Ia tersenyum. “Elu... Kita bertemu lagi,” gumamnya, lalu menegakkan tubuhnya dan menepuk permukaan air tiga kali. Tak lama kemudian, kepala seekor lumba-lumba muncul, matanya berbinar cerah seperti biasa.
“Kenapa kau selalu tahu aku sedang ingin bicara?” tanya Kashiefa sambil tertawa pelan.
“Karena arus menyampaikan perasaanmu padaku,” jawab Elu, suaranya seperti lengking lembut yang bisa dipahami Kashiefa tanpa kata-kata.
Mereka berenang berdampingan, lalu berhenti di sebuah lingkaran batu karang yang biasa mereka sebut Tempat Tenang.
“Aku pernah bertanya-tanya,” ujar Kashiefa, suaranya pelan. “Kenapa laut tak pernah menolakku. Seolah-olah... aku memang bagian dari sini sejak awal. Aku tidak punya kenangan tentang rumah, Elu. Tidak ada ibu yang menjemputku, tidak ada ayah yang menungguku. Hanya ombak yang mengajakku bermain, dan kau, yang selalu muncul entah dari mana.”
Elu mengeluarkan suara lembut, seperti gumaman riang, lalu menggesekkan tubuhnya ke lengan Kashiefa.
“Kau tidak berasal dari daratan. Kau dilahirkan dari detak laut itu sendiri.”
Kashiefa tersenyum tipis. “Dulu aku sering duduk berjam-jam di pinggir pantai, mendengarkan debur ombak. Aku merasa... seperti sedang mendengar cerita lama, Elu. Seolah laut sedang berbisik padaku. Dan aku selalu mengerti, meski tak satu kata pun yang diucapkan.”
“Apa yang diceritakan laut padamu waktu itu?”

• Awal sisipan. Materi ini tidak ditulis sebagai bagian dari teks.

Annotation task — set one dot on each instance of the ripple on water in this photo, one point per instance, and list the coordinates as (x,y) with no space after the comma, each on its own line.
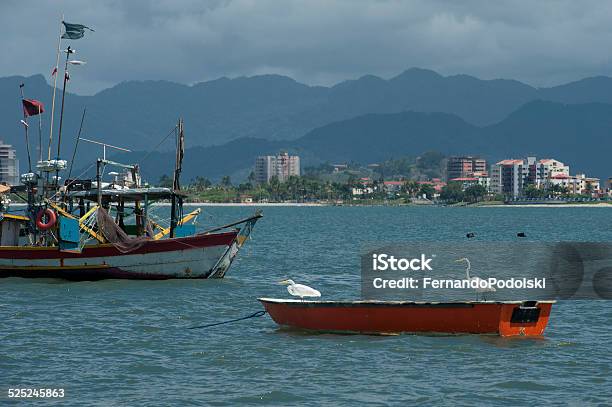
(126,342)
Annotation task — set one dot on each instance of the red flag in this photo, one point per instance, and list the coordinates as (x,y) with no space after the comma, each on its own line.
(32,107)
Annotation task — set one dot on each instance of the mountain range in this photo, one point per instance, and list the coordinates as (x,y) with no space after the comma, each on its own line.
(230,121)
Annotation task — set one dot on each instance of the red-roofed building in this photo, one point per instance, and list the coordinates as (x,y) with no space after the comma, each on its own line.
(464,166)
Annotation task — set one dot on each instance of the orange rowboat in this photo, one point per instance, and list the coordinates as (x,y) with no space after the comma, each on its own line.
(506,318)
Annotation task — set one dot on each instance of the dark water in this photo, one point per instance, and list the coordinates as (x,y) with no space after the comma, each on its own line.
(126,342)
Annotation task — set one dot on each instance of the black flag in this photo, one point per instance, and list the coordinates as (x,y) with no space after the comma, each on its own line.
(74,31)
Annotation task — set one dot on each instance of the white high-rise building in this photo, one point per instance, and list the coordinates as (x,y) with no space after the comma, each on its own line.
(281,166)
(511,177)
(9,165)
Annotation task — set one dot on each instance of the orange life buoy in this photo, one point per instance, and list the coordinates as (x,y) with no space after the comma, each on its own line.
(51,219)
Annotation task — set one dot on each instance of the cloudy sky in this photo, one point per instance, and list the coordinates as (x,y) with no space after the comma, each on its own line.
(542,43)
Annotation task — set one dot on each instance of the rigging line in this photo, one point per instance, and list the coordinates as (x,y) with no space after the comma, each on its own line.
(254,315)
(73,181)
(77,142)
(158,144)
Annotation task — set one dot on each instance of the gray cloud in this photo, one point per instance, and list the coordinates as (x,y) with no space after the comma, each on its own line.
(314,41)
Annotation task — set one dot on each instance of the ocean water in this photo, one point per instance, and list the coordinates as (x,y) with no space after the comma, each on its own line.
(126,342)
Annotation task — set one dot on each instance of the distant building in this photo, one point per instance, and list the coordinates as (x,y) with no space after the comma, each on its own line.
(282,166)
(393,186)
(511,177)
(465,167)
(9,165)
(478,178)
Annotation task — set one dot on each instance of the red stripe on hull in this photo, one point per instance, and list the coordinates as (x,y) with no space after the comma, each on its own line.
(108,250)
(380,317)
(88,274)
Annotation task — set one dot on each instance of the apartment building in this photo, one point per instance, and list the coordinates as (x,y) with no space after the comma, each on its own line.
(465,167)
(281,166)
(9,164)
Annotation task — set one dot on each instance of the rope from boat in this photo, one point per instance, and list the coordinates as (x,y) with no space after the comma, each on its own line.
(254,315)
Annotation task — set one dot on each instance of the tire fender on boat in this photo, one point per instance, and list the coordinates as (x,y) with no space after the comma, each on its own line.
(51,219)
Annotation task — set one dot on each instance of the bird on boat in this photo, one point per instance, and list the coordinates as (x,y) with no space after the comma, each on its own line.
(299,290)
(478,280)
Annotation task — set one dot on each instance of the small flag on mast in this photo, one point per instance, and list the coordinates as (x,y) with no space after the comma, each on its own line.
(74,31)
(32,107)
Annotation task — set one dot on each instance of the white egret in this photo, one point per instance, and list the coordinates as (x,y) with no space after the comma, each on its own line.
(300,290)
(482,286)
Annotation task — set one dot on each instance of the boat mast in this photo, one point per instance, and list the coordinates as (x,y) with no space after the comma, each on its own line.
(176,184)
(55,70)
(68,51)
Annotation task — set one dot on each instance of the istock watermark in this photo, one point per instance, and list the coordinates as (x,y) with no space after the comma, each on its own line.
(499,271)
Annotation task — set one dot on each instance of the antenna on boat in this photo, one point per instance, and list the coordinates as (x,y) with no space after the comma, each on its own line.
(103,160)
(104,145)
(25,126)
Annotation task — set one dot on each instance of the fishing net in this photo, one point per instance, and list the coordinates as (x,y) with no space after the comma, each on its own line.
(115,235)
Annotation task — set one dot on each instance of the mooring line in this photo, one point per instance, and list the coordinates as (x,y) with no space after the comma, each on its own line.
(254,315)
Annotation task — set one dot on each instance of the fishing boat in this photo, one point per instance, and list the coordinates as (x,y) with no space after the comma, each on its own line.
(92,229)
(80,231)
(503,318)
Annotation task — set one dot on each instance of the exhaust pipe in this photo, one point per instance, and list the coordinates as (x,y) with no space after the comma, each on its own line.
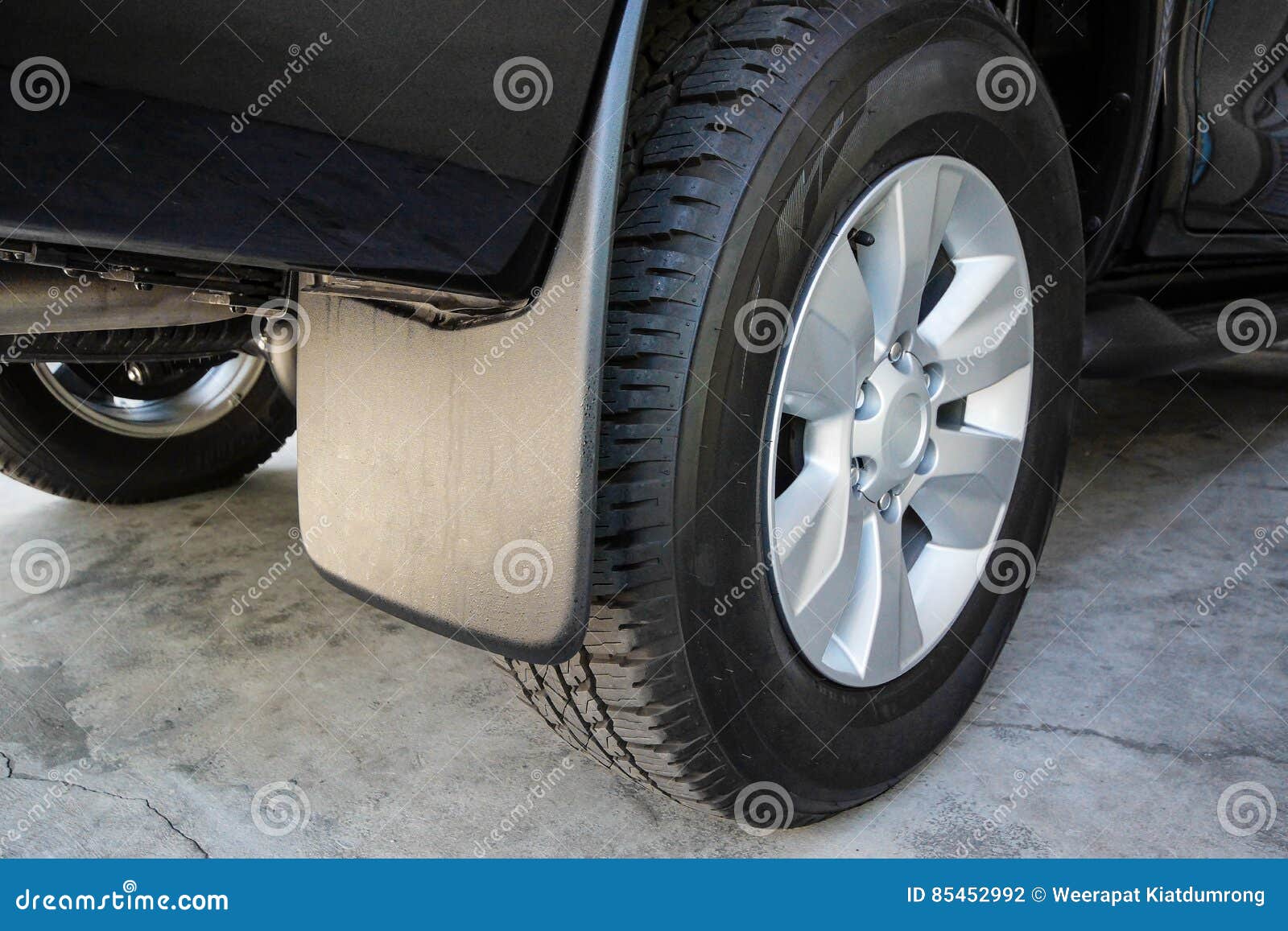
(35,299)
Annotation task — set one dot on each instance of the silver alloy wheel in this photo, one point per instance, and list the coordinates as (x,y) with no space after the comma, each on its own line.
(193,409)
(911,415)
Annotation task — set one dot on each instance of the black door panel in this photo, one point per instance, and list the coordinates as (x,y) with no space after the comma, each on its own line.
(1240,183)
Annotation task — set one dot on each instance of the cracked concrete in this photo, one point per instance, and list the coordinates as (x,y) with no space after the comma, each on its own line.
(303,723)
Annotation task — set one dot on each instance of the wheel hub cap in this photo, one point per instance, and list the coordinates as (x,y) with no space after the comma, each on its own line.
(892,426)
(902,403)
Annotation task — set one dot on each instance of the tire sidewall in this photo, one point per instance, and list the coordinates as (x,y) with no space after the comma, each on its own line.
(901,88)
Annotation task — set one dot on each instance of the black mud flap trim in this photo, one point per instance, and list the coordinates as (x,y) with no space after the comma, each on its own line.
(448,476)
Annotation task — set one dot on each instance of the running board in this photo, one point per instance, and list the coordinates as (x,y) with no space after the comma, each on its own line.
(1129,336)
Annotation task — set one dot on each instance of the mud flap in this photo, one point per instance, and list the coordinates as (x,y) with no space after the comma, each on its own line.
(448,476)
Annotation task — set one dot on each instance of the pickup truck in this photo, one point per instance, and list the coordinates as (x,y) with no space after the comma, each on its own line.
(712,364)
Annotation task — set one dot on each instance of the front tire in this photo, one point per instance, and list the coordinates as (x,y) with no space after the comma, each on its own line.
(85,431)
(751,142)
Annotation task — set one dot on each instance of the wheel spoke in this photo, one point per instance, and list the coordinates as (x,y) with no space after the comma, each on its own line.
(880,628)
(908,231)
(982,330)
(964,495)
(811,515)
(931,435)
(832,344)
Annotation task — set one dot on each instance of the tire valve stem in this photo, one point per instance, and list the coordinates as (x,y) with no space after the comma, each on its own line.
(860,237)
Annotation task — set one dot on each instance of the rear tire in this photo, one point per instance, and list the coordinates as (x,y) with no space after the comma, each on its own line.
(741,167)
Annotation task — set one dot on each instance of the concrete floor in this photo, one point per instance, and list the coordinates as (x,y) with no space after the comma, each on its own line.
(406,744)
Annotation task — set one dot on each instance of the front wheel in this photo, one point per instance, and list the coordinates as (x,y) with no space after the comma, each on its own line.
(139,431)
(847,307)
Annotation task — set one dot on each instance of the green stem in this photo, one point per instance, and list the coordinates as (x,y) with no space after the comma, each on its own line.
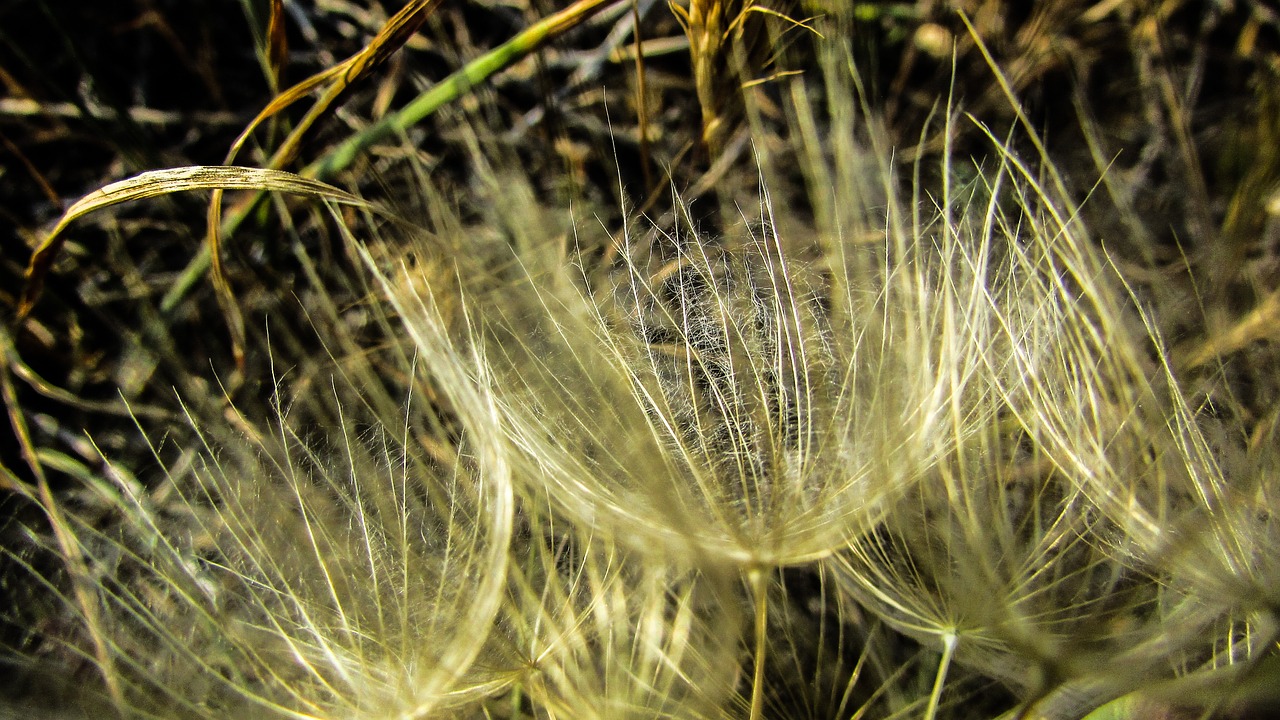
(440,94)
(760,598)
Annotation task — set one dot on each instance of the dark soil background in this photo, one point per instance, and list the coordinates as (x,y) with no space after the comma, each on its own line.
(1174,104)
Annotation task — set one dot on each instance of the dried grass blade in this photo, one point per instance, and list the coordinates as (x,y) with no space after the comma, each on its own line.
(155,183)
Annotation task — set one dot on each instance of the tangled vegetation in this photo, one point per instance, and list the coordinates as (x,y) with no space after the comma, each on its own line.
(717,359)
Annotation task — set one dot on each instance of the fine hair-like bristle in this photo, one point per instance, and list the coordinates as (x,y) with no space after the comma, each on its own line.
(871,458)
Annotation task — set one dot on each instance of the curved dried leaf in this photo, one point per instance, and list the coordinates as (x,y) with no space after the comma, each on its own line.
(163,182)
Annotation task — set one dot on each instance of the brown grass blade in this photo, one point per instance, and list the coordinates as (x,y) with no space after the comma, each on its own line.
(164,182)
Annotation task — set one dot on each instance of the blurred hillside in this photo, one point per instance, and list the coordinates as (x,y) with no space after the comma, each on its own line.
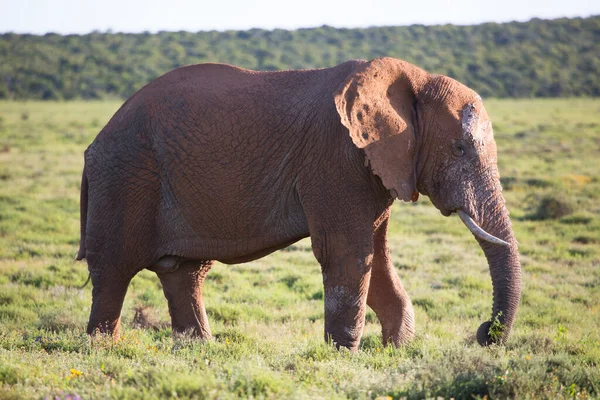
(539,58)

Ia menarik napas panjang, menatap langit yang dipenuhi bintang.
“Bahwa aku tidak sendirian. Bahwa ada kehidupan yang lebih besar di bawah sini. Aku mulai berenang jauh ke tengah, padahal anak-anak lain takut air. Aku justru merasa semakin damai semakin jauh aku dari pantai. Kau tahu, aku pernah berenang semalaman hanya untuk mengikuti suara lagu paus. Mereka bernyanyi seperti memanggilku pulang.”
Elu melompat kecil, lalu menyelam sebentar sebelum muncul kembali di hadapan Kashiefa.
“Kau memang mendengarkan laut dengan hati, bukan telinga.”
Kashiefa tertawa. “Dan kadang aku terlalu banyak bicara soal laut, ya?”
“Tidak. Ceritamu adalah nyanyian. Laut suka mendengarnya.”